Seth, you certainly seem to have a better implementation; however, I'm trying to understand why my original code breaks WRT greediness. – Mike Pennington May 25 '11 at 03:53
2

My suspicion is that the problem is your asking for the second sentence to match by moving the pattern start location while still doing non-greedy matches. The `.*?` is allowed to match `.` so there is no particular reason for the re engine to try to move the pattern start space.

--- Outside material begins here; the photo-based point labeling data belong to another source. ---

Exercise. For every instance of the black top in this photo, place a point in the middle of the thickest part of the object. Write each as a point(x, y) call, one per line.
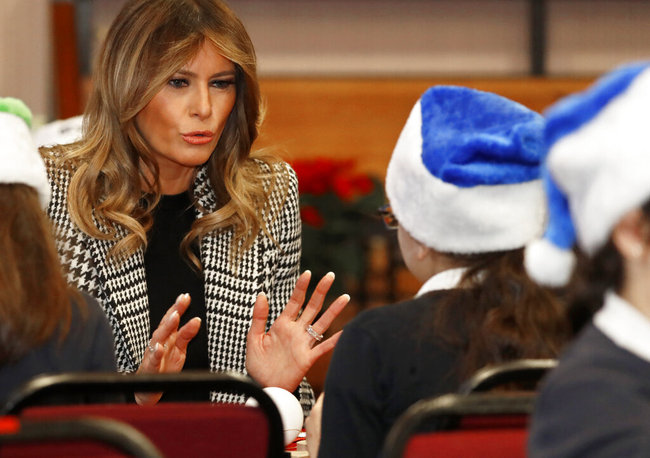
point(596, 403)
point(170, 274)
point(87, 347)
point(386, 359)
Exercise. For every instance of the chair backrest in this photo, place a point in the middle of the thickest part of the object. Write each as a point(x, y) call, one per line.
point(523, 373)
point(482, 425)
point(177, 429)
point(72, 437)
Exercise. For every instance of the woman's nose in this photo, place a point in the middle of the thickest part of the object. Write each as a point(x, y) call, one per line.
point(201, 103)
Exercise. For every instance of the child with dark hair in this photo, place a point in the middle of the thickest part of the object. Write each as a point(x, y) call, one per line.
point(596, 403)
point(466, 197)
point(45, 325)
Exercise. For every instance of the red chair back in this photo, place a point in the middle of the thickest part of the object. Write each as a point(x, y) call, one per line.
point(181, 429)
point(177, 429)
point(73, 437)
point(453, 426)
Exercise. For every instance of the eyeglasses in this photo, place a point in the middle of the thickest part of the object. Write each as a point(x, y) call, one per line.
point(386, 213)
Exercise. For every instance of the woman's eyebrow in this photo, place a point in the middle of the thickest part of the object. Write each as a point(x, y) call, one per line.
point(215, 75)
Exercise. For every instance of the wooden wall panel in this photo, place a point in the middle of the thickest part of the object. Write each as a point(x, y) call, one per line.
point(362, 117)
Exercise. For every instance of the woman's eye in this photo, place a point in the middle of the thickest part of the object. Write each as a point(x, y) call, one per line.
point(178, 82)
point(222, 84)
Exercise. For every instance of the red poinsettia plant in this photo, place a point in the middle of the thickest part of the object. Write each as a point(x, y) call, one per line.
point(338, 207)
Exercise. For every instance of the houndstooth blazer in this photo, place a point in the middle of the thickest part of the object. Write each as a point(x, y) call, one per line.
point(230, 292)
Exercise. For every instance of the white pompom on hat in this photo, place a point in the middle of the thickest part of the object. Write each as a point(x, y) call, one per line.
point(597, 168)
point(464, 176)
point(20, 161)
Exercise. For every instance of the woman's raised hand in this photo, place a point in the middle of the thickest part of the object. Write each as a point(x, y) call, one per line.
point(282, 356)
point(168, 346)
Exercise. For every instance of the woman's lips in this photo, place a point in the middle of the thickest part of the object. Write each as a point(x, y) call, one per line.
point(197, 138)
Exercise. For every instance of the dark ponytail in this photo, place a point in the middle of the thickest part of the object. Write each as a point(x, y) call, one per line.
point(504, 315)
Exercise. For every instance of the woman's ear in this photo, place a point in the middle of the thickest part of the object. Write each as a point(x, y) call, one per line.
point(630, 235)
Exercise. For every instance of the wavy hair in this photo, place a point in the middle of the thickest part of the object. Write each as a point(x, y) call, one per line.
point(35, 299)
point(593, 277)
point(504, 314)
point(146, 44)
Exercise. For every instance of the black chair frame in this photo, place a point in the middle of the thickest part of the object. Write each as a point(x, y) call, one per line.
point(520, 371)
point(38, 388)
point(443, 413)
point(116, 434)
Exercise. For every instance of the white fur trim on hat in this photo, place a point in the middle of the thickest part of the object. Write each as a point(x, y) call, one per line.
point(456, 219)
point(19, 158)
point(604, 166)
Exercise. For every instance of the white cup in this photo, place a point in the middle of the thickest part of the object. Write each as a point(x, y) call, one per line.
point(289, 408)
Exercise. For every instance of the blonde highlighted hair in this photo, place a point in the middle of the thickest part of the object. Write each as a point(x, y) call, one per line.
point(147, 43)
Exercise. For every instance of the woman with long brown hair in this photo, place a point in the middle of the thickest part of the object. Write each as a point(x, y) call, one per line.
point(46, 326)
point(465, 197)
point(164, 194)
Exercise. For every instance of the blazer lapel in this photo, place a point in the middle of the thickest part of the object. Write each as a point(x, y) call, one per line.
point(125, 293)
point(230, 290)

If you change the `.*?` to `[^.]*` (greedy or not) the system will work (modula the first word match problem). – Seth Robertson May 25 '11 at 04:03
1

To help explain the problem try a pattern `[A-Z].*?smells.*?\.`. It matches the whole string. It should work with just `((?![A-Z][^\.]*?smells.*?\.)[A-Z].*?\.)` – James Khoury May 25 '11 at 04:13
@Mike: This might make what is happening more clear: `` perl -e '$_="Yomama is ugly. And, she smells like an wet dog."; $arg="smells"; print "Matched <$1>\n" if /([A-Z].*?$arg.*?\.)/;' `` The pattern start does not change and `.` is matched by `.*?`. – Seth Robertson May 25 '11 at 04:14

score 3 · Answer 2 · answered May 25 '11 at 04:55

3

If you're curious about what Perl is doing with a regex, you can run with the regex debugger:

perl -Dr -e '"A two. A one." =~ /(?![A-Z][^\.]*(?:two)[^\.]*\.)([A-Z][^\.]+\.)/; print ">$1<\n"'

which will generate much output for you to ponder. You will need a Perl built with -DDEBUGGING.

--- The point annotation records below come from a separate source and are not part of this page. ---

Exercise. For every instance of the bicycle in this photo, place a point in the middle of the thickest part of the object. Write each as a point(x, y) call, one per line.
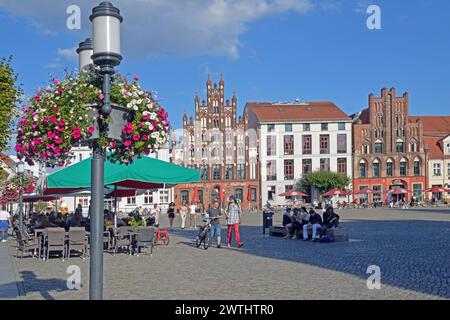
point(204, 235)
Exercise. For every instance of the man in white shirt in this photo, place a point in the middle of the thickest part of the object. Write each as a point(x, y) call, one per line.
point(192, 213)
point(5, 221)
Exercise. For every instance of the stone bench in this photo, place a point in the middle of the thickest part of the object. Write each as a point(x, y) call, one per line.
point(339, 234)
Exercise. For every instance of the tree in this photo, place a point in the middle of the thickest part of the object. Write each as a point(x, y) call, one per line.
point(324, 181)
point(10, 95)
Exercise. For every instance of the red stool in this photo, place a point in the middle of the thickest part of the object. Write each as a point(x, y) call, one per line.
point(163, 235)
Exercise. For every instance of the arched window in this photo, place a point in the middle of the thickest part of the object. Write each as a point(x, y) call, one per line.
point(363, 169)
point(417, 167)
point(376, 168)
point(403, 167)
point(390, 168)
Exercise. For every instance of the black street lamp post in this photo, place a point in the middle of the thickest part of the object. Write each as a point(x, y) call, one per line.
point(106, 20)
point(21, 172)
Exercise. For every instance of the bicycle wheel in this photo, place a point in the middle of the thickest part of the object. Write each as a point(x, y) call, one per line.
point(207, 240)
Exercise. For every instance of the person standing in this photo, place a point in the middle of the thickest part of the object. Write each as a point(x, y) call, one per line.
point(5, 221)
point(171, 214)
point(215, 213)
point(155, 213)
point(183, 214)
point(192, 214)
point(233, 216)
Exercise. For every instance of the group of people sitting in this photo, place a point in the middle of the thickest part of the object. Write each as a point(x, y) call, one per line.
point(300, 219)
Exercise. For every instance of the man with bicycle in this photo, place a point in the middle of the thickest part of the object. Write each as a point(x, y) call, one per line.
point(215, 213)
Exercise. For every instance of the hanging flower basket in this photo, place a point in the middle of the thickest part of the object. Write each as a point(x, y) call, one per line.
point(66, 114)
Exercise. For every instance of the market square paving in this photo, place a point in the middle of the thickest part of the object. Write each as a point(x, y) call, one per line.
point(411, 247)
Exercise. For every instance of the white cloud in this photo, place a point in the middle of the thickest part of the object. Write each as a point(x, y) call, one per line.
point(175, 27)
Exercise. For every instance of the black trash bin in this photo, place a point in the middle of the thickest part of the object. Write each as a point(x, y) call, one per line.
point(267, 220)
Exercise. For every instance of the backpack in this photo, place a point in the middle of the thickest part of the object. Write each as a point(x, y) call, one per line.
point(326, 239)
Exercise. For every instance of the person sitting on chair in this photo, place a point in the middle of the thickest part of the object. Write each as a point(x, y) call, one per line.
point(315, 222)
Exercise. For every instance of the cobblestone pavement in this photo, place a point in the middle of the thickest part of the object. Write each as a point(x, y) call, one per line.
point(411, 248)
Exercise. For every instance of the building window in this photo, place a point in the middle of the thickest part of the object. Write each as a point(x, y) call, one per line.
point(417, 191)
point(389, 168)
point(288, 169)
point(241, 171)
point(216, 172)
point(376, 169)
point(288, 127)
point(271, 167)
point(365, 149)
point(362, 170)
point(270, 192)
point(403, 168)
point(271, 145)
point(376, 198)
point(342, 143)
point(417, 168)
point(307, 144)
point(342, 165)
point(324, 144)
point(324, 164)
point(164, 196)
point(378, 147)
point(184, 196)
point(437, 169)
point(229, 172)
point(253, 195)
point(307, 166)
point(200, 196)
point(148, 197)
point(239, 193)
point(289, 145)
point(204, 173)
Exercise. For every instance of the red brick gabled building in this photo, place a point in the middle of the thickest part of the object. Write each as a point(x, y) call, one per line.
point(388, 147)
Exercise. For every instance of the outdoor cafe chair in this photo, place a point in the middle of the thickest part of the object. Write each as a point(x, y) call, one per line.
point(77, 241)
point(122, 238)
point(55, 240)
point(27, 243)
point(144, 239)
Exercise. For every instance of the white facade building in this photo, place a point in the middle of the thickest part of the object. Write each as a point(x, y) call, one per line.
point(297, 138)
point(146, 199)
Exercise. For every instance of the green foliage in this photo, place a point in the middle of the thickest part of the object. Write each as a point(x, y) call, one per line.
point(10, 94)
point(324, 181)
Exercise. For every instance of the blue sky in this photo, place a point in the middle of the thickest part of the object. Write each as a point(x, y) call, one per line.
point(275, 50)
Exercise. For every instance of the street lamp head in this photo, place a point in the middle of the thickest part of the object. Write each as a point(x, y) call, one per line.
point(21, 168)
point(106, 20)
point(85, 51)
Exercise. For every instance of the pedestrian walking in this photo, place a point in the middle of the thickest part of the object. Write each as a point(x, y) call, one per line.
point(5, 221)
point(233, 217)
point(183, 214)
point(192, 214)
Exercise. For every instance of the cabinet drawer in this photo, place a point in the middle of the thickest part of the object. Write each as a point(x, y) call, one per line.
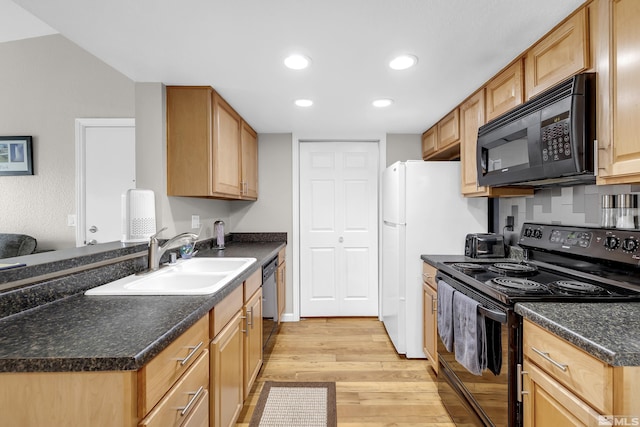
point(583, 374)
point(183, 399)
point(225, 310)
point(252, 284)
point(429, 275)
point(157, 376)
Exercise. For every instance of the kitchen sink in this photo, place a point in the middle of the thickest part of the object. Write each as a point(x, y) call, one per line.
point(196, 276)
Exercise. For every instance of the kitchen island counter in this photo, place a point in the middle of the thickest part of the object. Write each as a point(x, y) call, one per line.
point(608, 331)
point(107, 333)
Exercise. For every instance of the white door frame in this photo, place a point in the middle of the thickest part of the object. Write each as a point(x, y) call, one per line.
point(81, 126)
point(381, 140)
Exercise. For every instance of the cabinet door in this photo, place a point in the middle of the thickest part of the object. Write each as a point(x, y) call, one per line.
point(547, 403)
point(619, 89)
point(429, 142)
point(430, 324)
point(252, 340)
point(189, 149)
point(561, 54)
point(504, 91)
point(281, 283)
point(226, 373)
point(249, 184)
point(449, 130)
point(226, 148)
point(471, 118)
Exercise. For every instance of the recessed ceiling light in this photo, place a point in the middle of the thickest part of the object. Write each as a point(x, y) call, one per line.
point(304, 102)
point(297, 62)
point(381, 103)
point(403, 62)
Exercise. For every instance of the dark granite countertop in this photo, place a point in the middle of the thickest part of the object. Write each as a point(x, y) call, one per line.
point(434, 260)
point(100, 333)
point(608, 331)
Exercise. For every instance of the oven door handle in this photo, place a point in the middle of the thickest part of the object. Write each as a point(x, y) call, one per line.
point(498, 316)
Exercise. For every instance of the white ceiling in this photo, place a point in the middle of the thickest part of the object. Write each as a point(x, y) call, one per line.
point(237, 46)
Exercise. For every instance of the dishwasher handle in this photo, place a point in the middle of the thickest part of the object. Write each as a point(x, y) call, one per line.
point(498, 316)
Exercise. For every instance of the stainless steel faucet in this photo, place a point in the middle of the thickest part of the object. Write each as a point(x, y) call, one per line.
point(156, 251)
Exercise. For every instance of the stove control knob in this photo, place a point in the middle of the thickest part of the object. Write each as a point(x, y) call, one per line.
point(611, 243)
point(629, 244)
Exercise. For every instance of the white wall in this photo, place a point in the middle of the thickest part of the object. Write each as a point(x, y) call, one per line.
point(45, 84)
point(272, 212)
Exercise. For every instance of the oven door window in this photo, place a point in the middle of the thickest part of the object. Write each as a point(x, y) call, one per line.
point(508, 153)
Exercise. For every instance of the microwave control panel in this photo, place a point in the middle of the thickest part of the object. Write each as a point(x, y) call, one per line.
point(556, 138)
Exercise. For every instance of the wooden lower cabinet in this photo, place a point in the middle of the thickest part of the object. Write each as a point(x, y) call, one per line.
point(565, 386)
point(147, 397)
point(227, 395)
point(430, 315)
point(548, 403)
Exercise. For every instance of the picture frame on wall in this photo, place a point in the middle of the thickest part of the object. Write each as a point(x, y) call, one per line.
point(16, 155)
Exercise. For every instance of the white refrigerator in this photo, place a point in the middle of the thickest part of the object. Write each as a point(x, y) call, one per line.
point(423, 212)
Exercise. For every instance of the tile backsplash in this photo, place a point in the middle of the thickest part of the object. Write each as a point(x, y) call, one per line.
point(577, 205)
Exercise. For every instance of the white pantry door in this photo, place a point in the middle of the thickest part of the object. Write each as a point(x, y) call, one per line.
point(338, 229)
point(106, 169)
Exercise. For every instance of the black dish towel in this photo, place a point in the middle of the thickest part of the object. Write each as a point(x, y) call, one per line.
point(494, 345)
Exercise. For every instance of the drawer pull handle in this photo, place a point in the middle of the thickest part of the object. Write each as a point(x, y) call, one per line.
point(193, 351)
point(548, 358)
point(193, 400)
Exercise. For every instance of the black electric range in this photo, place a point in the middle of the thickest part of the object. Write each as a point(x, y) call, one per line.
point(561, 263)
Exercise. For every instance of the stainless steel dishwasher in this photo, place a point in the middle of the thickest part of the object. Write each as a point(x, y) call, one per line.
point(269, 305)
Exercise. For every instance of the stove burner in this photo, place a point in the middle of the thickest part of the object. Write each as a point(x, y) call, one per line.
point(513, 268)
point(577, 288)
point(517, 283)
point(468, 266)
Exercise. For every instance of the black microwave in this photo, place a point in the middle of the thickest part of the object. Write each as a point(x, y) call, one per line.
point(549, 140)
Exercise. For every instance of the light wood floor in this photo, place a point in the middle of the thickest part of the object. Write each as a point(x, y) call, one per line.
point(375, 386)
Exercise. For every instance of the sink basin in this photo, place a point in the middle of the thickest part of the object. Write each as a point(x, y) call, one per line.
point(197, 276)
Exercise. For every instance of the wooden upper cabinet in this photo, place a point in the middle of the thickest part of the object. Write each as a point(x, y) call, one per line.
point(207, 142)
point(442, 141)
point(449, 130)
point(429, 142)
point(249, 176)
point(189, 145)
point(561, 54)
point(226, 148)
point(505, 90)
point(472, 116)
point(618, 110)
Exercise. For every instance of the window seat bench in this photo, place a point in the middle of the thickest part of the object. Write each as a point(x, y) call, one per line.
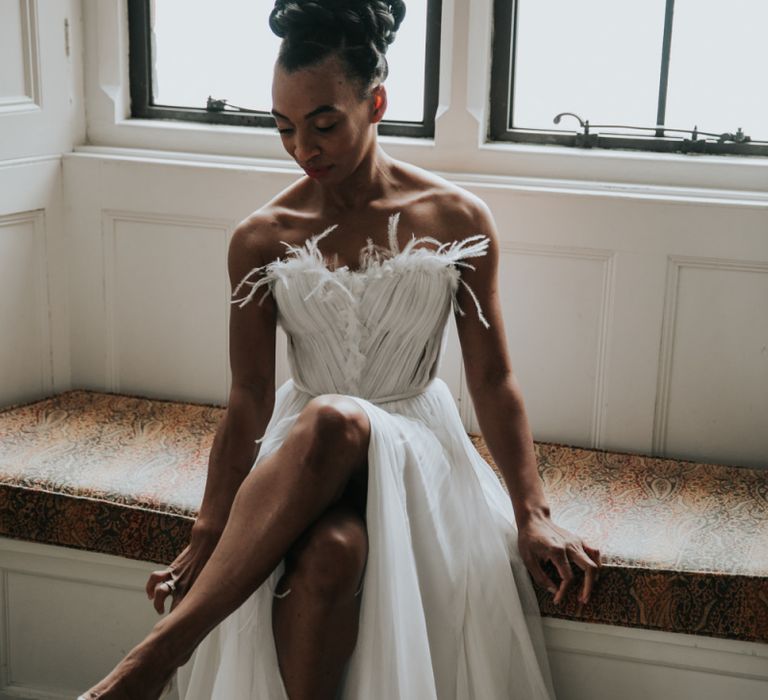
point(685, 544)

answered May 25 '11 at 04:55

Alex

5,863
2
29
46

3

Even perl without DEBUGGING can do it with `perl -Mre=debug -e ...` – bvr May 25 '11 at 09:26
@bvr, thank you for `-Mre=debug`; that option also allows me to run the script from-disk without `-e`, which is what I want in this case. – Mike Pennington May 25 '11 at 11:04

score 2 · Answer 3 · answered May 25 '11 at 04:19

Your problem is that the regex engine will try as hard as possible to match (?![A-Z].*?$arg.*?\.), so with the "smells" case, it ends up matching the whole string. (The period in the middle is then included in one of the .*? constructs.) You should restrict the negative lookahead case to match only as much as the other case can:

Instead of:

(?:(?![A-Z].*?$arg.*?\.))([A-Z].*?\.)

Use:

(?:(?![A-Z][^.]*$arg[^.]*\.))([A-Z].*?\.)

Now, the negative lookahead cannot match more of the string than the other part can, since it must stop at the first period.